Thursday, March 19, 2009

Quick thoughts about AIG and John Stewart

There is a lot I want to say and it is all fairly inchoate. Maybe this blog will help me grow in my ability to be articulate about the cultural/emotional side of corporate fraud and misdoings as well as the policy wonk stuff.

But I have been watching with interest the AIG blow up over the last few days (mostly via TPM), and am very upset by the Obama administration and Geithner, along with the usual suspects. I had hoped (still hold some hope) that Obama would get on a visceral level some of the "emperor's clothes" aspect of the problems with the modern corporate world, but so far he (through his support of Geithner) is not expressing it. Let me see if I can explain.
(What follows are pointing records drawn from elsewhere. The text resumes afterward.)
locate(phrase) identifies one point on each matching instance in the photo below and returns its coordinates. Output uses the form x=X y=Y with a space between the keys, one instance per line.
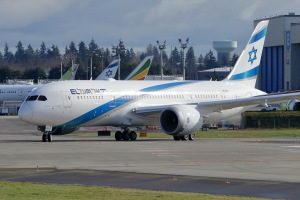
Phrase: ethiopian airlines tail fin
x=110 y=71
x=141 y=71
x=70 y=74
x=247 y=66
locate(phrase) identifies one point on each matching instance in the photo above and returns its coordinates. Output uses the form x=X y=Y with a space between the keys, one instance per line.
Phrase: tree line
x=45 y=62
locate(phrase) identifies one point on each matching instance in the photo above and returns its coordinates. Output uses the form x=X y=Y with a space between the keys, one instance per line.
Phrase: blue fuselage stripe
x=259 y=35
x=109 y=106
x=245 y=75
x=112 y=65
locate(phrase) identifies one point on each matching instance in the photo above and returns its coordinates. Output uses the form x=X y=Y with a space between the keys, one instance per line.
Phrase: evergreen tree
x=43 y=51
x=1 y=59
x=92 y=46
x=175 y=62
x=191 y=67
x=30 y=55
x=34 y=73
x=201 y=62
x=20 y=53
x=72 y=48
x=210 y=61
x=8 y=56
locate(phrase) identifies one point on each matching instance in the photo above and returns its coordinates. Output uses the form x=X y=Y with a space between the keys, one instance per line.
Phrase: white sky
x=137 y=22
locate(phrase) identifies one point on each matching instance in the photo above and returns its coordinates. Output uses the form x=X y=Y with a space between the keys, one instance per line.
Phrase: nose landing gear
x=125 y=135
x=47 y=137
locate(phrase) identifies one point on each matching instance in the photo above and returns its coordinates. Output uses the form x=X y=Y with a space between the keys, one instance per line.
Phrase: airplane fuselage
x=113 y=103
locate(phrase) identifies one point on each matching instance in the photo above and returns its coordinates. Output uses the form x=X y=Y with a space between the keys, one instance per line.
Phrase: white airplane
x=179 y=107
x=20 y=92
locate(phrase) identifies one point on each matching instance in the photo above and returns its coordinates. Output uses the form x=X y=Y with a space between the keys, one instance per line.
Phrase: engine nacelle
x=180 y=120
x=293 y=105
x=59 y=131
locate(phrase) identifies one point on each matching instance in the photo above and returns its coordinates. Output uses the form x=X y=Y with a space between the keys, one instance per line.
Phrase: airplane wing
x=217 y=106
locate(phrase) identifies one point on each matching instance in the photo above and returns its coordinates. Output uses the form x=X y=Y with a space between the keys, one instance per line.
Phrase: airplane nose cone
x=25 y=113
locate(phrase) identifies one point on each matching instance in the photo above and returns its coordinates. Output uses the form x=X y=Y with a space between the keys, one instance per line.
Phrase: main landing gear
x=47 y=137
x=184 y=137
x=125 y=135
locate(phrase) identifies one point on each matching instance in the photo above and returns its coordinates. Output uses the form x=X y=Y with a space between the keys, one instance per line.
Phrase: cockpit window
x=42 y=98
x=32 y=98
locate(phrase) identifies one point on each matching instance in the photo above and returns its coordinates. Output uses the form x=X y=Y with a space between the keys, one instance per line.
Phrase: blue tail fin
x=246 y=68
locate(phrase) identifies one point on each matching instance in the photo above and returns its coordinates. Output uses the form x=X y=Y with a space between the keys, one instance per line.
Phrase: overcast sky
x=137 y=22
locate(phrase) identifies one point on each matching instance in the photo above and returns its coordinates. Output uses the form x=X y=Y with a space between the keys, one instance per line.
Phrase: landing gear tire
x=176 y=138
x=118 y=136
x=132 y=135
x=184 y=137
x=49 y=137
x=44 y=137
x=192 y=136
x=126 y=136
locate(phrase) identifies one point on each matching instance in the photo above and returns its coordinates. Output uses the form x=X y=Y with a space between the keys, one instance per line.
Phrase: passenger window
x=32 y=98
x=42 y=98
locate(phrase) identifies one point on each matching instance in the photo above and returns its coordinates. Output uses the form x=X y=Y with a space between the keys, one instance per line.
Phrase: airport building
x=280 y=64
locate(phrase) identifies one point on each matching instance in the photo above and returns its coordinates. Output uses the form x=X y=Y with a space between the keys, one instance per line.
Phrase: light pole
x=183 y=46
x=101 y=63
x=161 y=48
x=117 y=50
x=91 y=67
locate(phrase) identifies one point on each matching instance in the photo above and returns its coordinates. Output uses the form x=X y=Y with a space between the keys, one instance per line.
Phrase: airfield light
x=161 y=48
x=183 y=46
x=117 y=50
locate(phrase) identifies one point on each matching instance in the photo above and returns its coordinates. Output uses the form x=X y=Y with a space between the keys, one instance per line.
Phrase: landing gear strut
x=184 y=137
x=125 y=135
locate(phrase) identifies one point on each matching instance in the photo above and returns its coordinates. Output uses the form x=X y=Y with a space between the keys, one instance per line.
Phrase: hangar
x=280 y=64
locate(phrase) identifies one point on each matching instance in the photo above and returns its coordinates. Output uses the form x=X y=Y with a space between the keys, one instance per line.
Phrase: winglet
x=110 y=71
x=70 y=74
x=246 y=68
x=141 y=71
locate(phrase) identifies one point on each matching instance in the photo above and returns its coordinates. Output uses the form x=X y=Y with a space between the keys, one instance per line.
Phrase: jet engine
x=59 y=131
x=180 y=120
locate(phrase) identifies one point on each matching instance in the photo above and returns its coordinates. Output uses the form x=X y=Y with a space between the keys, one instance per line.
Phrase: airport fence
x=278 y=119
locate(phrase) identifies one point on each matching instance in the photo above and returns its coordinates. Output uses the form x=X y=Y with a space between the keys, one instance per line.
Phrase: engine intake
x=180 y=120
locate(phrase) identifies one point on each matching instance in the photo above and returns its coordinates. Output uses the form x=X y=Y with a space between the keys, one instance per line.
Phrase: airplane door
x=66 y=99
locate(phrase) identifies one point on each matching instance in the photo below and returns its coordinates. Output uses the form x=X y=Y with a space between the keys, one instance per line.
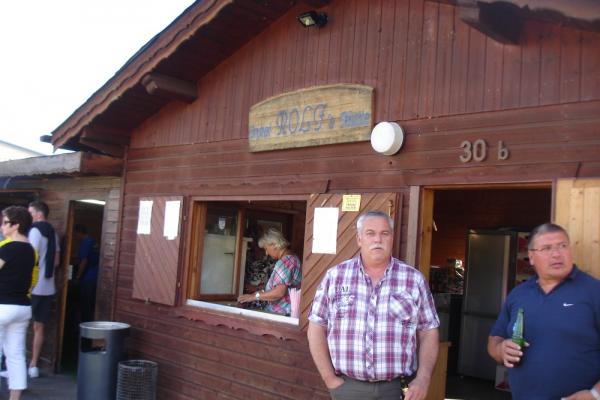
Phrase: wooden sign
x=312 y=117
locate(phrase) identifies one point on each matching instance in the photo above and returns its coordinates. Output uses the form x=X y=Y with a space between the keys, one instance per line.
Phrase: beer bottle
x=517 y=336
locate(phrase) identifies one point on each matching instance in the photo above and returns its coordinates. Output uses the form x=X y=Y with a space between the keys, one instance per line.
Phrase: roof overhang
x=71 y=164
x=166 y=69
x=503 y=19
x=170 y=65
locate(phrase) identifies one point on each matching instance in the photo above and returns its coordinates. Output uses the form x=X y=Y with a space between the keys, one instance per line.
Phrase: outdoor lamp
x=311 y=18
x=387 y=138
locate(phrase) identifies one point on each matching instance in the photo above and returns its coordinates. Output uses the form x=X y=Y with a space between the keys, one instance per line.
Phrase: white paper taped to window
x=171 y=228
x=144 y=217
x=325 y=230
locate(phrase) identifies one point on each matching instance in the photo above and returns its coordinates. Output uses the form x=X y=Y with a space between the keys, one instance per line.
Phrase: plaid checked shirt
x=372 y=331
x=286 y=272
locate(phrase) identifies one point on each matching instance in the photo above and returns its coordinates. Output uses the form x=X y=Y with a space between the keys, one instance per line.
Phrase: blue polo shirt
x=563 y=331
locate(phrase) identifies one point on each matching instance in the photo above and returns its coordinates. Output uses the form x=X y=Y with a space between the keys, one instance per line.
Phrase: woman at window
x=286 y=274
x=17 y=259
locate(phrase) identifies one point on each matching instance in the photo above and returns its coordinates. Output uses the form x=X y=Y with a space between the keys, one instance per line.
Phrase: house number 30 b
x=477 y=151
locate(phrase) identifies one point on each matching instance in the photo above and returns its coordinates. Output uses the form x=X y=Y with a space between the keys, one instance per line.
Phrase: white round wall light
x=387 y=138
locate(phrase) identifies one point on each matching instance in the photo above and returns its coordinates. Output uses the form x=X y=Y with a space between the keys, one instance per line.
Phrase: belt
x=404 y=379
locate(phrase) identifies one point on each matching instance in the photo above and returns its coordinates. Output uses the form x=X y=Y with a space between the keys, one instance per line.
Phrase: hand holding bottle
x=511 y=352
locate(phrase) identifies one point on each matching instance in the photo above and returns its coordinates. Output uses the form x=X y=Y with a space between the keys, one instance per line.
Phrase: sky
x=56 y=53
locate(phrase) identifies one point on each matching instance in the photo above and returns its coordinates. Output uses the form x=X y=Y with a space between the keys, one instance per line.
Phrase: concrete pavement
x=46 y=387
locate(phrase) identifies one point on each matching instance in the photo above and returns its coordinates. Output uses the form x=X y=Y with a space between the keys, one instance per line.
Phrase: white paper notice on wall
x=171 y=227
x=325 y=230
x=144 y=217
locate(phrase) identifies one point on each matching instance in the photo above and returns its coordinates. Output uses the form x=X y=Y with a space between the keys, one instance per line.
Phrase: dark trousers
x=87 y=299
x=353 y=389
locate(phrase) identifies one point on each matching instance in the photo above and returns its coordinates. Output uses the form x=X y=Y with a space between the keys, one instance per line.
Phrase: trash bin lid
x=104 y=325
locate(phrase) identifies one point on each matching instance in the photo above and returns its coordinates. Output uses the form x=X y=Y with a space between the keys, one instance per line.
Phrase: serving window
x=225 y=258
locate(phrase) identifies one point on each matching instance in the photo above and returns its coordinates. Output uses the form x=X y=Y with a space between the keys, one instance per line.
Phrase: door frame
x=64 y=285
x=420 y=221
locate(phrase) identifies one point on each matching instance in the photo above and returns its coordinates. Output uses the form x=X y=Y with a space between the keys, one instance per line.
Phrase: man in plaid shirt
x=373 y=325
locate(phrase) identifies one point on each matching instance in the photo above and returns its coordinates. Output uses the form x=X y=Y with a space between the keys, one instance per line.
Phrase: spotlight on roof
x=311 y=18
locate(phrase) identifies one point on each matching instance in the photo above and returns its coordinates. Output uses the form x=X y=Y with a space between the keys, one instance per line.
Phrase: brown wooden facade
x=443 y=81
x=60 y=181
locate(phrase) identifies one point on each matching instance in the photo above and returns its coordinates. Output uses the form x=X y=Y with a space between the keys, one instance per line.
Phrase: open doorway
x=83 y=239
x=477 y=254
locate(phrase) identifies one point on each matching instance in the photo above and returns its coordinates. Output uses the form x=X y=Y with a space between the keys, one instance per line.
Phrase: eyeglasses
x=548 y=249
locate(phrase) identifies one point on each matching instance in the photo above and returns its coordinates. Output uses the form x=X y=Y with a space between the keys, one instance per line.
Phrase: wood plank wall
x=422 y=60
x=444 y=81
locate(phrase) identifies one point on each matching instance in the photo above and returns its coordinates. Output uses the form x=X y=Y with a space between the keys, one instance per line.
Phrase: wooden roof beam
x=501 y=21
x=169 y=87
x=316 y=3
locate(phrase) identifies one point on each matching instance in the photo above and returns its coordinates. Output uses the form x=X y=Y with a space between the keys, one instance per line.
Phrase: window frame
x=197 y=210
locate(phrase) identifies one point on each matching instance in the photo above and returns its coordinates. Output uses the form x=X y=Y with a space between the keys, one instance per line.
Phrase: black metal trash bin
x=101 y=347
x=137 y=380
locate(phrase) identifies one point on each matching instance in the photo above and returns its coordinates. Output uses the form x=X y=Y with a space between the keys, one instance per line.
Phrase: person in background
x=286 y=274
x=561 y=305
x=87 y=272
x=373 y=327
x=17 y=259
x=44 y=240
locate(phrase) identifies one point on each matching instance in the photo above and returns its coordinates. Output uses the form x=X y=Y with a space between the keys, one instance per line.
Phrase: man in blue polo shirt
x=561 y=359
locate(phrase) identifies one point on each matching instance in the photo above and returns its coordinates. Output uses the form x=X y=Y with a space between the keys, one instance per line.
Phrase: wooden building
x=236 y=118
x=67 y=182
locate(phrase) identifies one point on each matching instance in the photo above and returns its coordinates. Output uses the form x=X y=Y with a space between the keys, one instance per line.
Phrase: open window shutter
x=577 y=209
x=157 y=257
x=315 y=265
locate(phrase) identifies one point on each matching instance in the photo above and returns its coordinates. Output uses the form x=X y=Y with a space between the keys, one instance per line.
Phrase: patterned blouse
x=286 y=272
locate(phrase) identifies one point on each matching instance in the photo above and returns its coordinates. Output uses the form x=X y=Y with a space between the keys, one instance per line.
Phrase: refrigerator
x=496 y=260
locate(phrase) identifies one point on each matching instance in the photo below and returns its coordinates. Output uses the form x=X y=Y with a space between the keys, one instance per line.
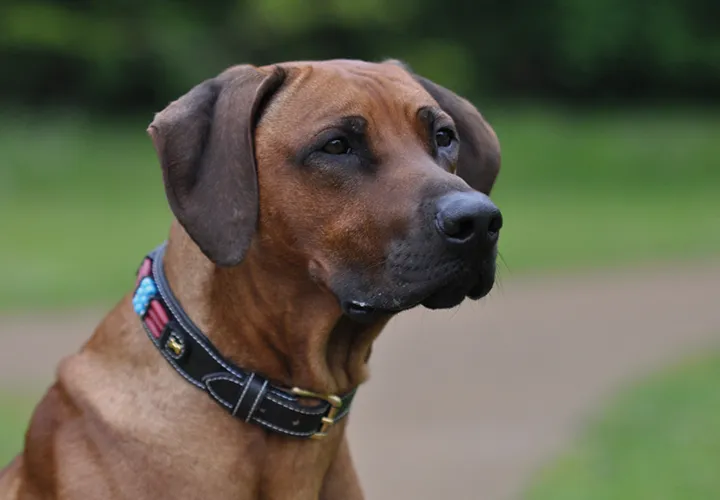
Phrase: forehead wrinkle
x=316 y=95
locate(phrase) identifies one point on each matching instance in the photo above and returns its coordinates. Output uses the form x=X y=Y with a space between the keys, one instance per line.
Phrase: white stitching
x=242 y=396
x=257 y=400
x=298 y=410
x=280 y=429
x=212 y=378
x=157 y=262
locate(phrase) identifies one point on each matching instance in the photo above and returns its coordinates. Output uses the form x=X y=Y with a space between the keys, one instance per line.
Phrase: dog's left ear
x=479 y=160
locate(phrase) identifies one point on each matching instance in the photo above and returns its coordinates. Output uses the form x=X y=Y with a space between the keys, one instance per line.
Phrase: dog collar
x=245 y=395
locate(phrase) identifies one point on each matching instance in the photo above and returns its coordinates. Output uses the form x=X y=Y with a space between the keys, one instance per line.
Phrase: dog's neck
x=270 y=319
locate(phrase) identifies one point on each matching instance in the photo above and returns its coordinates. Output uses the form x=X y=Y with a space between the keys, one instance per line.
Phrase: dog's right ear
x=204 y=142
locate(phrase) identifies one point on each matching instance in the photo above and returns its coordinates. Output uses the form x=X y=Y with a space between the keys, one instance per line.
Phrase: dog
x=312 y=202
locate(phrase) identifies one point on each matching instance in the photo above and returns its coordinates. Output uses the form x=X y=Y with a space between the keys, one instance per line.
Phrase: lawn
x=658 y=441
x=15 y=414
x=83 y=201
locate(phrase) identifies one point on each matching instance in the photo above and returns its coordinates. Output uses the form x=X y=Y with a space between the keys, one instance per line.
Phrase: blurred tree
x=116 y=55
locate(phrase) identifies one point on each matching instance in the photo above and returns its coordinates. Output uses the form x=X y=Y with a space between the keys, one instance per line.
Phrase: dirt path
x=468 y=403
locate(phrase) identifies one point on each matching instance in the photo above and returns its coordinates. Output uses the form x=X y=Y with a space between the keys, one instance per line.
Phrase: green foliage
x=15 y=412
x=84 y=201
x=112 y=54
x=660 y=441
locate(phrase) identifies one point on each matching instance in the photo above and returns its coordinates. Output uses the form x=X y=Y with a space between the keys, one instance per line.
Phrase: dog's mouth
x=445 y=297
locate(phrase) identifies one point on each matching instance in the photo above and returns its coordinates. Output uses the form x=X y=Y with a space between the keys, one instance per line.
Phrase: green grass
x=82 y=201
x=659 y=441
x=15 y=414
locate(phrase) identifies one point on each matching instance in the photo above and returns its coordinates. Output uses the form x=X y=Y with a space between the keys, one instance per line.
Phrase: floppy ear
x=204 y=142
x=479 y=160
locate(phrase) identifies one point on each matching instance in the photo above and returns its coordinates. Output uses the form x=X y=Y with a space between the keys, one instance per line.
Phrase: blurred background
x=592 y=369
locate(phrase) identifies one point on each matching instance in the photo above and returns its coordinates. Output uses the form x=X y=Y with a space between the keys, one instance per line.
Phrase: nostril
x=495 y=224
x=460 y=228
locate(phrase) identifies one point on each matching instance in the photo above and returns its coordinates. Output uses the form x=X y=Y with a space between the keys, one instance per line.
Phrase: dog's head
x=369 y=180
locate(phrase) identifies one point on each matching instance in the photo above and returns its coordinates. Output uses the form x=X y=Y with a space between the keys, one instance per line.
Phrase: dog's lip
x=366 y=312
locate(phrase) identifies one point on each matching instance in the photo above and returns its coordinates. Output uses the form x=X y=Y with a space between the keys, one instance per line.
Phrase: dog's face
x=369 y=179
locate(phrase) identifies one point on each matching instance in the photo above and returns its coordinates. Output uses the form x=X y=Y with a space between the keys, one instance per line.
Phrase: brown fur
x=120 y=424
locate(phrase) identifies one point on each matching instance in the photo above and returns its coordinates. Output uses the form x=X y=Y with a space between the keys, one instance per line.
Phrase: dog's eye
x=337 y=146
x=444 y=137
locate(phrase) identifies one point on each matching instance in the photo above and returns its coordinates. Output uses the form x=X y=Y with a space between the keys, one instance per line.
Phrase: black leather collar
x=245 y=395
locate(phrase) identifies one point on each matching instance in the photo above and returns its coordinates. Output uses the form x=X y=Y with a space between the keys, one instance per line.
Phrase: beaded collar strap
x=247 y=396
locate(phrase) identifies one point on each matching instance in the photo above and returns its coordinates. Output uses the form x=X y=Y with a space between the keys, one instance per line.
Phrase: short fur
x=272 y=237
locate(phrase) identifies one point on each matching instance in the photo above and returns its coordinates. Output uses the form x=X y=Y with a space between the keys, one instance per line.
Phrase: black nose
x=463 y=217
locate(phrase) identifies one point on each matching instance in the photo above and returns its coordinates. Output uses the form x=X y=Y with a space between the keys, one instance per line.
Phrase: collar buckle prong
x=328 y=420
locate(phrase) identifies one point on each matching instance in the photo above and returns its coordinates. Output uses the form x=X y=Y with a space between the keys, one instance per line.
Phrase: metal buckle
x=328 y=420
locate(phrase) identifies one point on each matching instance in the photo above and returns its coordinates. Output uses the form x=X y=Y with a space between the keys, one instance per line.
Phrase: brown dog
x=313 y=201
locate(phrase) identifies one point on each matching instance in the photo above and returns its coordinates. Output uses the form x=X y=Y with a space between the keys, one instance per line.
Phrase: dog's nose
x=463 y=217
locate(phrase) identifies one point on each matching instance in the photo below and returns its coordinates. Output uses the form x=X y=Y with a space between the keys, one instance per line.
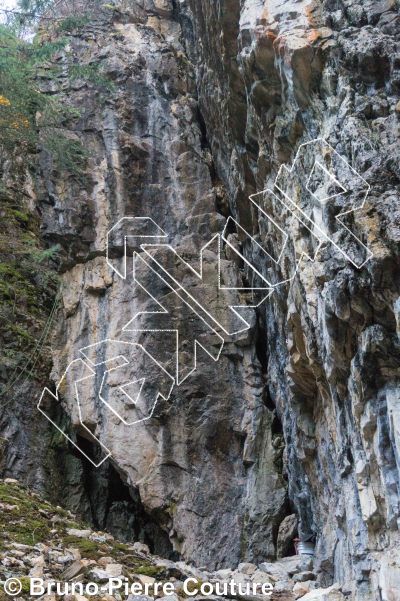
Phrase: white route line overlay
x=158 y=233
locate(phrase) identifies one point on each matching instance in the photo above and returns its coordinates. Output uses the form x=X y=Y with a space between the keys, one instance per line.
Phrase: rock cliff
x=300 y=415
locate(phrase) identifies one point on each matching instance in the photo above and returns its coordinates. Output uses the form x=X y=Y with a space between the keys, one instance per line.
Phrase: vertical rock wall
x=272 y=75
x=301 y=413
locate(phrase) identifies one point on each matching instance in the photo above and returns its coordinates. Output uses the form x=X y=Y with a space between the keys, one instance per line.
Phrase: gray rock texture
x=301 y=413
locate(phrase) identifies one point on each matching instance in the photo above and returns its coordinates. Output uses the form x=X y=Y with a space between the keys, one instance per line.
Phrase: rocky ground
x=40 y=540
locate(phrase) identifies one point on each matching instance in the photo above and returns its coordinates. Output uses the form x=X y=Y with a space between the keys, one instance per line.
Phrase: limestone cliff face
x=301 y=413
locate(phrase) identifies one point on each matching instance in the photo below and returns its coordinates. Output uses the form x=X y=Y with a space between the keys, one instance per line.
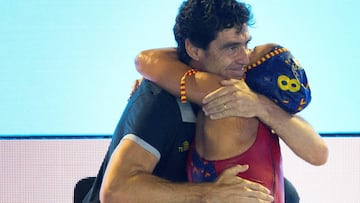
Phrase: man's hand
x=235 y=98
x=231 y=188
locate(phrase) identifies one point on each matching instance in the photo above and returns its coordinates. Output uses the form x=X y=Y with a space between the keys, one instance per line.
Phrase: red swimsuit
x=263 y=158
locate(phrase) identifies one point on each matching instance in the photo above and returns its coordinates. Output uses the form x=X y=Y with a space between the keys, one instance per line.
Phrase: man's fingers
x=236 y=169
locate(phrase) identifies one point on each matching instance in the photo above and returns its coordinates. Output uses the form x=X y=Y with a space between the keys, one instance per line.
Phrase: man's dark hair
x=201 y=20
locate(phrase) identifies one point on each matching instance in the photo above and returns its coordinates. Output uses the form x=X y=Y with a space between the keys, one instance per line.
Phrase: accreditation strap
x=182 y=84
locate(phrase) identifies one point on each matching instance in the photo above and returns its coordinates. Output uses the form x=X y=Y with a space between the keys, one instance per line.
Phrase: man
x=154 y=144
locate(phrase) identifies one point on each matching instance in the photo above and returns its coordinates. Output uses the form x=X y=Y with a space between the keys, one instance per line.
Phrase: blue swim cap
x=280 y=77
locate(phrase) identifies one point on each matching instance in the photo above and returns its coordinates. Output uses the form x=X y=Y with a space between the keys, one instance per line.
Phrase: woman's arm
x=163 y=67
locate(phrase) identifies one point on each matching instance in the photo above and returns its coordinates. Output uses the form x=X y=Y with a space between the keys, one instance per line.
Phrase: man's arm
x=128 y=178
x=292 y=129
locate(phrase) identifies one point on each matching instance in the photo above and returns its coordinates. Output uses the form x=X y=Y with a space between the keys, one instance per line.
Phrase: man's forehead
x=240 y=34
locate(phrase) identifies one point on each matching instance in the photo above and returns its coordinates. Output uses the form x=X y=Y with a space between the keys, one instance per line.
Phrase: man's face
x=228 y=54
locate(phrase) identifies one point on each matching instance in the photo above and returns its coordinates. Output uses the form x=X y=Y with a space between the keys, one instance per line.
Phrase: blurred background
x=67 y=68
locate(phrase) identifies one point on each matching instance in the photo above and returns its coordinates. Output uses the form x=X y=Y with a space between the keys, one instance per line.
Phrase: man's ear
x=193 y=51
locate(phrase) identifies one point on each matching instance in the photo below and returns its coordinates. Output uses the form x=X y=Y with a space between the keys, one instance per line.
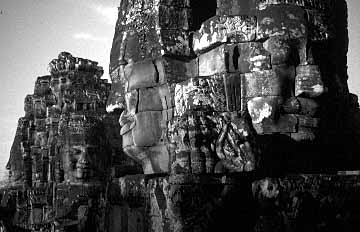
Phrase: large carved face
x=85 y=155
x=269 y=64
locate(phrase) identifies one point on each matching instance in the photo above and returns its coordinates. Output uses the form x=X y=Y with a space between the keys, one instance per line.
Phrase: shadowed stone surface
x=237 y=112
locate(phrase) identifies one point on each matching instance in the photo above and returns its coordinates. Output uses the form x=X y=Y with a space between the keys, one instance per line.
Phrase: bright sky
x=33 y=32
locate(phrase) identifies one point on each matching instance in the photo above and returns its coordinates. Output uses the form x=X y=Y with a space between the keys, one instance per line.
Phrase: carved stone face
x=85 y=155
x=28 y=105
x=265 y=65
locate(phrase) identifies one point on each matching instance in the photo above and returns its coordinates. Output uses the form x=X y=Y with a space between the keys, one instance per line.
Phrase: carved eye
x=75 y=151
x=267 y=21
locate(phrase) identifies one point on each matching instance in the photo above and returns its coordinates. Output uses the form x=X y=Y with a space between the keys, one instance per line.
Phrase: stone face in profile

John Stewart's interview with Jim Cramer struck such a chord, because Stewart finally articulated the essence of what has been so wrong for so long. He said "you all knew. You knew." (I am writing this from memory, and yes, too lazy to check a transcript.) Every scandal the people at the center play dumb. "How could anyone have known?" But they just can't be. Not down deep in the recesses of their brain. Their justification for their existence rests on a fundamental cognitive dissonance: they are important and smart and better, but they do not bear commensurate responsibility.

It is the same at root as the auditor's "expectations gap" (which I am sure I will rant about lots in the future). Auditors all know, because they are more sophisticated than you or me, that they are simultaneously critical to the functioning of the capital markets but not responsible for finding fraud. It has been a hundred year headache that they can't get through the public's thick skill that it is unfair to expect anything of one's auditors.

Similarly, AIG executives are the best and the brightest and AIG cannot contribute to the wellbeing of the American economy without these particular people, and it is impossible to find people this good for anything south of several million a year. BUT how could they possibly be expected to understand systemic risk? Or think about the possibility of house prices falling? How could they--anyone--ever have known?

The rest of us work very hard for much less. And a big chunk of what we work hard for goes to pay these people their fees. We pay in our 401 k plans, we pay in bank fees and mortgage rate. We pay and pay and pay. And now we are paying in our taxes too.

And yet, since we don't grant them their full due, we are unsophisticated. I think that using attitudes towards corporate executives as a measure of sophistication is what is deadly and is the trap that Obama and particularly Geithner are falling into. And why this blog has the title it does. Until Obama in no uncertain terms is able to come out and say, these people are silly piggish crooks, no matter their nice manners, he is going to fail to reign in the oligarchs. (I wish I were half as articulate as Simon Johnson on this matter.)